First, the FDA-approved Product label, Medication Guide, and REMS Patient Guide all recommend that patients use eye drops at least four times a day. While the eye drops are not integrally related to the Product, they are recommended to mitigate one common side effect of the Product. Therefore, having ready access to the eye drops through the Arrangement mitigates a known safety risk for patients using the Product.
Second, the eye drops are relatively low-cost, nonprescription items, making it unlikely that the provision of the eye drops would induce the patient to choose the Product.
Finally, the Arrangement should not result in increased costs to federal healthcare programs because the eye drops are not billed to payors and are intended to manage or avoid a potential side effect to a prescribed treatment. The OIG specifically noted that the Arrangement should not corrupt medical decision-making because: (i) the Product is FDA-approved to treat patients in specified circumstances; and (ii) the free eye drops are not a financial benefit to prescribers and only a relatively small financial benefit to patients’ other costs.
The OIG also reviewed the Arrangement under the Beneficiary Inducements CMP, which provides for the imposition of civil monetary penalties against any person who offers or transfers remuneration to a Medicare or state healthcare program beneficiary that the person knows or should know is likely to influence the beneficiary’s selection of a particular provider, practitioner, or supplier for the order or receipt of any item or service for which payment may be made, in whole or in part, by Medicare or a state healthcare program.
As the OIG noted, under the CMP, pharmaceutical manufacturers are not “providers, practitioners, or suppliers” unless they also own or operate, directly or indirectly, entities that file claims for payment under the Medicare or Medicaid programs. Neither the Requestor nor the REMS Vendor qualified as a provider, practitioner, or supplier of healthcare items or services for purposes of the CMP.

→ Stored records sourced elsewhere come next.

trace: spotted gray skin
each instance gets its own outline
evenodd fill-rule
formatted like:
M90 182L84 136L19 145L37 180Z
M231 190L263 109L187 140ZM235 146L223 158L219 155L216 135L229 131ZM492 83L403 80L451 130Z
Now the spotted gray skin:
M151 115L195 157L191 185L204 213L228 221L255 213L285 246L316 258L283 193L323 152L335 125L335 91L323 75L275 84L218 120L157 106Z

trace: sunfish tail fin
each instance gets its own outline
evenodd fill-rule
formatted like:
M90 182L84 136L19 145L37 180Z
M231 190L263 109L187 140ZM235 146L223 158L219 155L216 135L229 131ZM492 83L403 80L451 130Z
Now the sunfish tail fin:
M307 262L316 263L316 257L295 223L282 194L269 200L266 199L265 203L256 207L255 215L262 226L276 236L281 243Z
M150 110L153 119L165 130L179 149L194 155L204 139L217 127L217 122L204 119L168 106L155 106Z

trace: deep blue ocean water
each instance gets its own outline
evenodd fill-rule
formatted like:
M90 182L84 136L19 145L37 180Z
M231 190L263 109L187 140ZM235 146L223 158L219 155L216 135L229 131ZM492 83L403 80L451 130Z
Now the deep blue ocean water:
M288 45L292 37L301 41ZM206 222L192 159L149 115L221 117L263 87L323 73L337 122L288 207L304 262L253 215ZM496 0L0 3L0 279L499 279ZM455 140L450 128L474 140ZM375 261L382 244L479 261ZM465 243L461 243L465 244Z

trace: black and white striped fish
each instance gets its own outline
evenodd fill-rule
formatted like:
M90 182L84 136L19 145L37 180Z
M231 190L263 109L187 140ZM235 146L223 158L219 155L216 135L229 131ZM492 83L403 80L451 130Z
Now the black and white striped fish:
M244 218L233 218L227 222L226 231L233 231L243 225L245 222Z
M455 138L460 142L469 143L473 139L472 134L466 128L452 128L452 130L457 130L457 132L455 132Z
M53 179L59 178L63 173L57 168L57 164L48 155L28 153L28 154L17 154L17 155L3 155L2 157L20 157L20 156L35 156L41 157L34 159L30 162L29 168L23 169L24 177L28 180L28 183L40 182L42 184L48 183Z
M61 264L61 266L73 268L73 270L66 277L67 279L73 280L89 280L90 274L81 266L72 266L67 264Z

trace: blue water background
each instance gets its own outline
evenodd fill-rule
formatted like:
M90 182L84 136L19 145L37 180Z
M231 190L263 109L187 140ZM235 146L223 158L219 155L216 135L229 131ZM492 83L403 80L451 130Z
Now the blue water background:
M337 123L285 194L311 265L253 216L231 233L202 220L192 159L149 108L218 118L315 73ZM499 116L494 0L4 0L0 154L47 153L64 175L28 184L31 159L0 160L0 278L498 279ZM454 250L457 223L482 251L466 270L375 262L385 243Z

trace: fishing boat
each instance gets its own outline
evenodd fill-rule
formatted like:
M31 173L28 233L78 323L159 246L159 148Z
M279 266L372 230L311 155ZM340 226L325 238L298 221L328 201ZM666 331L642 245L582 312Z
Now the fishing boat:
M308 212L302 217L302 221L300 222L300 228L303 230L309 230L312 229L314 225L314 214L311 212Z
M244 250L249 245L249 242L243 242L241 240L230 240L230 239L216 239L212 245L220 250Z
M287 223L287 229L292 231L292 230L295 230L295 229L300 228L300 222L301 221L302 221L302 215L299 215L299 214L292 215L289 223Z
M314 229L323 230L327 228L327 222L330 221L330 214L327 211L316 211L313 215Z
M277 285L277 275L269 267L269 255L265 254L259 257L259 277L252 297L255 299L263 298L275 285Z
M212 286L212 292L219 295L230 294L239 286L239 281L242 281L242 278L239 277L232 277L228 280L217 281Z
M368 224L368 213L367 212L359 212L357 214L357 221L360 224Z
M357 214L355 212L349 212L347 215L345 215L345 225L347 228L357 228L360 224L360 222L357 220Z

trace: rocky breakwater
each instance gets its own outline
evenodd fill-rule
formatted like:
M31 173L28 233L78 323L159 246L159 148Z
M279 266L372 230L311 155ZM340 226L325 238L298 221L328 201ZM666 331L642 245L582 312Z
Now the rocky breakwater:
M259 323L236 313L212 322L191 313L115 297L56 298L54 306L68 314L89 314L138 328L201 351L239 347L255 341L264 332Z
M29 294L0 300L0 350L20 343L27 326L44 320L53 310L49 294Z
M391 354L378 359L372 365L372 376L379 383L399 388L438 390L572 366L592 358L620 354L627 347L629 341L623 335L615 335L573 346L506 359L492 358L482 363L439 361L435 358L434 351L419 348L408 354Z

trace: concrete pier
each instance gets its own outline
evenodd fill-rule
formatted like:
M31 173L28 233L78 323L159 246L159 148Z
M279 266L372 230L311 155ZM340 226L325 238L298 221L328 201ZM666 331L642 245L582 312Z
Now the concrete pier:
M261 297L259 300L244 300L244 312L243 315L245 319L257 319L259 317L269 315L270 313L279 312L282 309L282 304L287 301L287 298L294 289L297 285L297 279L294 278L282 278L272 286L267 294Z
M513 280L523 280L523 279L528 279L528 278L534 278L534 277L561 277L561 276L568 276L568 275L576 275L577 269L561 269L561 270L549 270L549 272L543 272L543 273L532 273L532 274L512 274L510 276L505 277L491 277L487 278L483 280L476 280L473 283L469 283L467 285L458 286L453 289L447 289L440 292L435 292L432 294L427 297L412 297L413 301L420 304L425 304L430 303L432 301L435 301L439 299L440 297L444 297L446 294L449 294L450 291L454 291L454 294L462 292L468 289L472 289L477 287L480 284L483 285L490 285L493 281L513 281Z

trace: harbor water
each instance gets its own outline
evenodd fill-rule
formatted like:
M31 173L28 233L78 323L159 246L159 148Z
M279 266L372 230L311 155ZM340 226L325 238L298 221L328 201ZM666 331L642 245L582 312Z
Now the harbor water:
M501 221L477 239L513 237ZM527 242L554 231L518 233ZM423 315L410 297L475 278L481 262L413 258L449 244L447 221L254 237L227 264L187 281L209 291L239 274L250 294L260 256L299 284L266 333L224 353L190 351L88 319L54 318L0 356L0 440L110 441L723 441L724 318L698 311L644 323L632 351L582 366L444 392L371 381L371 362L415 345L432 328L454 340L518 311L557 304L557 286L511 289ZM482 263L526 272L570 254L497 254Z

However, as the OIG further clarified, a pharmaceutical manufacturer can be an offeror or transferor of remuneration in violation of the Beneficiary Inducements CMP if the remuneration is likely to influence the beneficiary to select a particular provider, practitioner, or supplier to receive the Product. Because the Arrangement provides that all patients, including Federal healthcare beneficiaries, are eligible for the free eye drops, regardless of which physician prescribed the Product, and the relevant documents specify that the Requestor — not the prescriber — provides the free eye drops, the OIG concluded that the remuneration at issue was not likely to influence a beneficiary to select a particular provider, practitioner, or supplier.
Although the Opinion is expressly limited to the Requestor and its circumstances, these circumstances can serve as some guidance for companies seeking to evaluate — or to initiate — their own programs.
 The statute carries criminal penalties of possible imprisonment for up to 10 years and possible fines of up to $100,000, with conviction also resulting in exclusion from federal healthcare programs.